How to inspect WebSocket traffic in Chrome DevTools
Network panel WS filter, frame inspector, message payload view, timing tab, connection headers, DevTools limitations, Wireshark alternative
Inspecting WebSocket Frames in the Browser
Chrome DevTools is your primary WebSocket debugger. Open DevTools → Network → filter by WS. Every WebSocket connection appears as a row. Click it to see:
Headers tab: The full HTTP upgrade request and 101 response including all negotiation headers.
Messages tab: Every frame in real time. Green rows are received frames; white/gray rows are sent frames. The arrow direction confirms which side sent the message.
Reading the Messages Tab
Each row shows the raw payload and byte length. For JSON messages, copy the payload and paste it into the Console to parse it. For binary frames you see the byte count, not the content.
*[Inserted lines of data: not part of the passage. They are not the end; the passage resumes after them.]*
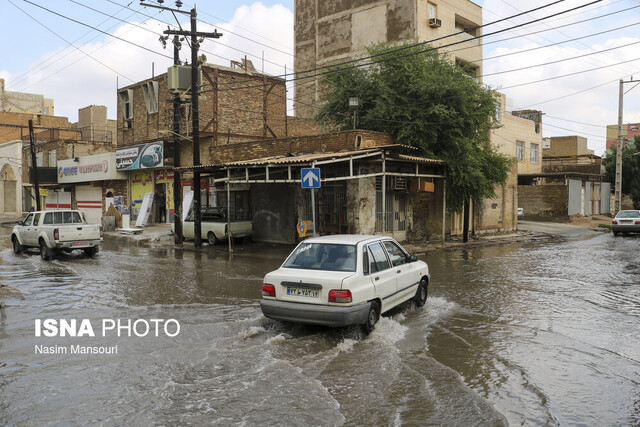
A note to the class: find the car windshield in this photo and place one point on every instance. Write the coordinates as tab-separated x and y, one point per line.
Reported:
628	214
323	256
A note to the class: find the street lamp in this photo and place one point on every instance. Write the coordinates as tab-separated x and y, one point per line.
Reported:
354	104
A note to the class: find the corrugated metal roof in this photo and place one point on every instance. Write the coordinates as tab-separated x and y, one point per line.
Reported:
421	159
311	157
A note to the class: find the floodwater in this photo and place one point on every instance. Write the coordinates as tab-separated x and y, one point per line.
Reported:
537	334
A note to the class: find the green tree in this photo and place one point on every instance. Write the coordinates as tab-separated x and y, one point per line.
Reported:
426	101
630	170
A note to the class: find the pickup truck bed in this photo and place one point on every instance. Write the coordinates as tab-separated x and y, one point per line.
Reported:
55	231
To inspect binary, log it in your onmessage handler:
ws.onmessage = (event) => { if (event.data instanceof Blob) { event.data.arrayBuffer().then(buf => { console.log(new Uint8Array(buf)); }); } else { console.log(JSON.parse(event.data)); } };
DevTools does not show frames sent before the Messages tab was open. Reload the page with DevTools already open to capture the full session. For TLS-encrypted production traffic you cannot inspect in Wireshark without a key log; stick to DevTools or add server-side logging.